前言

突然想总结一下数据增强，这篇博客主要针对于场景文字检测的数据增强，主要是多边形。当然目标检测也是同理，毕竟同样都是点集。

1.ColorJitter

随机调整图像的亮度、对比度、饱和度和色调。这里笔者对torchvision的接口包装了一下：

class ColorJitter(object):

    def __int__(self, brightness=0, contrast=0, saturation=0, hue=0):
        '''
        随机增强brightness, contrast, saturation, hue
        :param brightness:
        :param contrast:
        :param saturation:
        :param hue:
        :return:
        '''
        self.transform = transforms.ColorJitter(brightness, contrast, saturation, hue)
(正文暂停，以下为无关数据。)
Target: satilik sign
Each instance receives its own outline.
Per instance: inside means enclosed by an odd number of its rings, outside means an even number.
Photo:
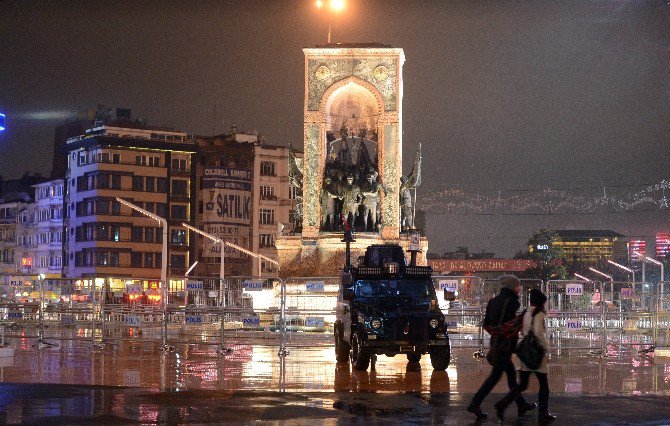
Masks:
[[[202,178],[204,231],[243,248],[249,248],[253,173],[248,169],[209,167]],[[204,239],[205,257],[218,257],[221,246]],[[226,248],[226,257],[246,256]]]

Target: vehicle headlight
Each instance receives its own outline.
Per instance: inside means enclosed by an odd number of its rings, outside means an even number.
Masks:
[[[430,320],[429,324],[430,324],[431,327],[437,328],[437,326],[440,324],[440,322],[438,320],[436,320],[435,318],[433,318],[432,320]]]
[[[358,322],[361,324],[365,324],[365,315],[358,314]]]
[[[382,327],[382,320],[375,318],[370,322],[370,326],[375,330],[378,330]]]

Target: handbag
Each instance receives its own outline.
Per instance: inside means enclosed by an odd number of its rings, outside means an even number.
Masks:
[[[533,315],[532,320],[530,321],[530,330],[528,330],[528,334],[521,339],[514,353],[526,367],[531,370],[536,370],[542,364],[544,348],[540,345],[540,342],[537,340],[537,336],[533,331],[533,321],[535,321],[535,315]]]
[[[507,311],[507,302],[509,302],[509,299],[505,300],[503,304],[500,319],[498,320],[498,329],[500,329],[503,316]],[[493,366],[502,365],[512,356],[513,351],[512,339],[505,337],[503,334],[491,335],[491,347],[486,354],[486,360]]]

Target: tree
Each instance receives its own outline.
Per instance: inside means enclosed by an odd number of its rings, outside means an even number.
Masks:
[[[535,261],[536,266],[526,269],[525,278],[538,278],[546,280],[561,280],[567,275],[565,267],[561,264],[563,250],[554,246],[558,238],[556,231],[551,229],[540,229],[528,240],[527,259]]]

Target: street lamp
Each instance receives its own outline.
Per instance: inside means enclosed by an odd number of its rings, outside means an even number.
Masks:
[[[328,8],[328,44],[330,44],[330,22],[333,12],[337,13],[343,10],[344,6],[344,0],[316,0],[317,8]]]
[[[190,229],[191,231],[195,232],[196,234],[200,234],[203,237],[209,238],[210,240],[214,241],[217,244],[221,244],[221,266],[219,269],[219,278],[221,278],[221,283],[223,284],[223,279],[225,278],[225,245],[226,242],[224,242],[221,238],[217,237],[216,235],[209,234],[205,231],[201,231],[200,229],[189,225],[188,223],[182,223],[182,226],[186,229]]]
[[[591,281],[590,279],[586,278],[584,275],[579,275],[577,273],[574,274],[575,277],[582,279],[584,281]]]
[[[589,270],[590,270],[591,272],[595,272],[595,273],[598,274],[598,275],[602,275],[602,276],[605,277],[605,278],[608,278],[608,279],[610,280],[610,282],[611,282],[611,281],[614,281],[614,278],[612,278],[611,275],[608,275],[608,274],[604,273],[603,271],[599,271],[599,270],[597,270],[596,268],[592,268],[592,267],[590,267],[590,266],[589,266]]]
[[[643,262],[650,262],[650,263],[653,263],[653,264],[655,264],[655,265],[660,266],[660,267],[661,267],[661,282],[665,281],[665,275],[664,275],[664,272],[665,272],[665,271],[664,271],[664,265],[663,265],[663,262],[660,262],[660,261],[658,261],[658,260],[656,260],[656,259],[654,259],[654,258],[652,258],[652,257],[645,256],[645,255],[643,255],[642,253],[637,252],[637,251],[635,252],[635,254],[637,254],[637,255],[640,256],[642,259],[644,259]]]
[[[634,271],[634,270],[632,270],[631,268],[629,268],[629,267],[627,267],[627,266],[623,266],[623,265],[620,264],[620,263],[616,263],[616,262],[613,261],[613,260],[609,260],[609,259],[608,259],[608,260],[607,260],[607,263],[609,263],[610,265],[614,265],[614,266],[616,266],[616,267],[619,268],[619,269],[623,269],[623,270],[626,271],[626,272],[630,272],[631,275],[633,276],[633,282],[635,282],[635,271]]]

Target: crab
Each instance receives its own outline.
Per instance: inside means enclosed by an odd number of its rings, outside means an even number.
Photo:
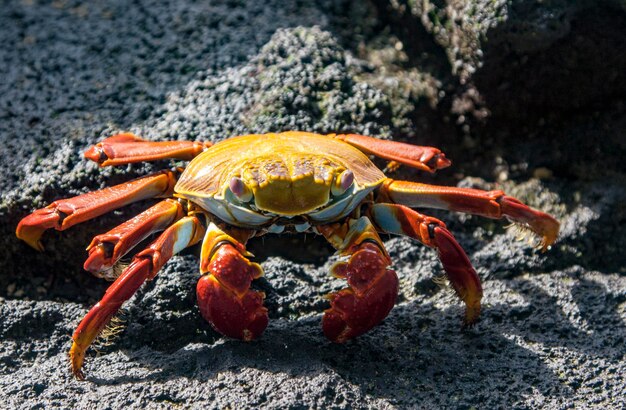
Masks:
[[[482,287],[467,255],[446,225],[413,208],[438,208],[507,218],[540,238],[543,250],[559,223],[502,191],[393,180],[368,155],[433,173],[451,164],[433,147],[356,134],[289,131],[209,142],[151,142],[129,133],[92,146],[85,157],[113,166],[164,159],[191,160],[130,182],[54,201],[17,226],[17,237],[43,251],[50,228],[65,230],[130,203],[164,198],[134,218],[97,235],[84,268],[114,282],[72,336],[71,371],[83,380],[85,353],[122,304],[176,253],[201,243],[196,294],[200,314],[219,333],[259,337],[268,324],[265,295],[251,289],[263,275],[246,242],[266,233],[312,232],[337,249],[331,273],[347,286],[328,298],[325,336],[342,343],[380,324],[395,304],[398,277],[380,233],[406,235],[435,248],[447,279],[465,303],[464,324],[480,314]],[[120,259],[160,232],[130,264]],[[120,267],[121,266],[121,267]]]

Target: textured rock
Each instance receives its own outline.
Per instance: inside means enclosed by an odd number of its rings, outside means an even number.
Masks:
[[[623,2],[264,3],[3,5],[5,406],[624,407]],[[501,221],[433,212],[483,279],[482,320],[462,330],[461,304],[432,280],[443,274],[435,252],[389,238],[398,305],[345,345],[319,327],[323,295],[342,287],[323,240],[251,242],[271,317],[252,343],[201,319],[191,249],[125,305],[123,331],[88,355],[88,382],[73,380],[70,335],[107,286],[81,271],[82,249],[145,204],[46,233],[41,254],[15,239],[19,219],[170,166],[82,159],[114,132],[217,141],[286,129],[441,146],[454,168],[420,178],[503,188],[556,215],[561,239],[541,253]]]

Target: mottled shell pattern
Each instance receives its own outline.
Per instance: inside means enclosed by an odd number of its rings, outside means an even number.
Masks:
[[[224,222],[305,231],[348,215],[385,175],[357,148],[306,132],[221,141],[187,166],[174,188]],[[275,225],[280,222],[280,225]]]

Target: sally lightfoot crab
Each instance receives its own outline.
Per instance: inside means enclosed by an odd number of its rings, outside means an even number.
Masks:
[[[268,323],[264,294],[251,290],[263,275],[250,262],[248,239],[265,233],[313,232],[344,256],[332,274],[347,287],[329,295],[322,328],[345,342],[378,325],[393,307],[398,278],[380,232],[407,235],[437,249],[448,280],[466,305],[465,324],[478,319],[482,288],[476,271],[443,222],[412,208],[439,208],[507,218],[541,238],[547,249],[559,223],[502,191],[442,187],[387,178],[367,154],[434,172],[450,165],[436,148],[363,135],[306,132],[245,135],[217,144],[149,142],[119,134],[91,147],[85,157],[100,166],[160,159],[191,160],[133,181],[60,199],[20,221],[17,236],[43,250],[45,230],[65,230],[116,208],[164,198],[89,247],[85,269],[114,280],[72,336],[73,374],[83,379],[85,352],[122,304],[153,279],[172,255],[202,242],[197,299],[202,316],[223,335],[251,340]],[[119,260],[156,232],[160,235],[131,263]]]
    def __call__(self, data: dict):
        '''
        随机增强brightness, contrast, saturation, hue
        :param img:rgb图像
        :return:numpy.array
        '''
        img = data.get('img', None)
        img = Image.fromarray(img)
        img = self.transform(img)
        img = np.asarray(img)
        data['img'] = img
        return data

2.图像的标准化

class Normalize:
    def __init__(self, mean, std=None):
        '''
        标准化
        :param mean: list or np.ndarray
        :param std:
        '''
        if not isinstance(mean, np.ndarray):
            mean = np.array(mean)
            std = np.array(std)
        self.mean = mean
        self.std = std

    def __call__(self, data):
        '''

        :param img: 输入rgb图片
        :return:
        '''
        img = data.get('img', None)
        img -= self.mean
        if self.std is None:
            return img / 255
        img /= self.std
        data['img'] = img
        return data

3.多边形class

下面的的代码比上面复杂一点，因为接下来这些数据增强涉及到了点集的变换，这里笔者设计了一个多边形class，里面实现了我们需要的点集变换。具体的成员函数会在相应的数据增强代码中给出。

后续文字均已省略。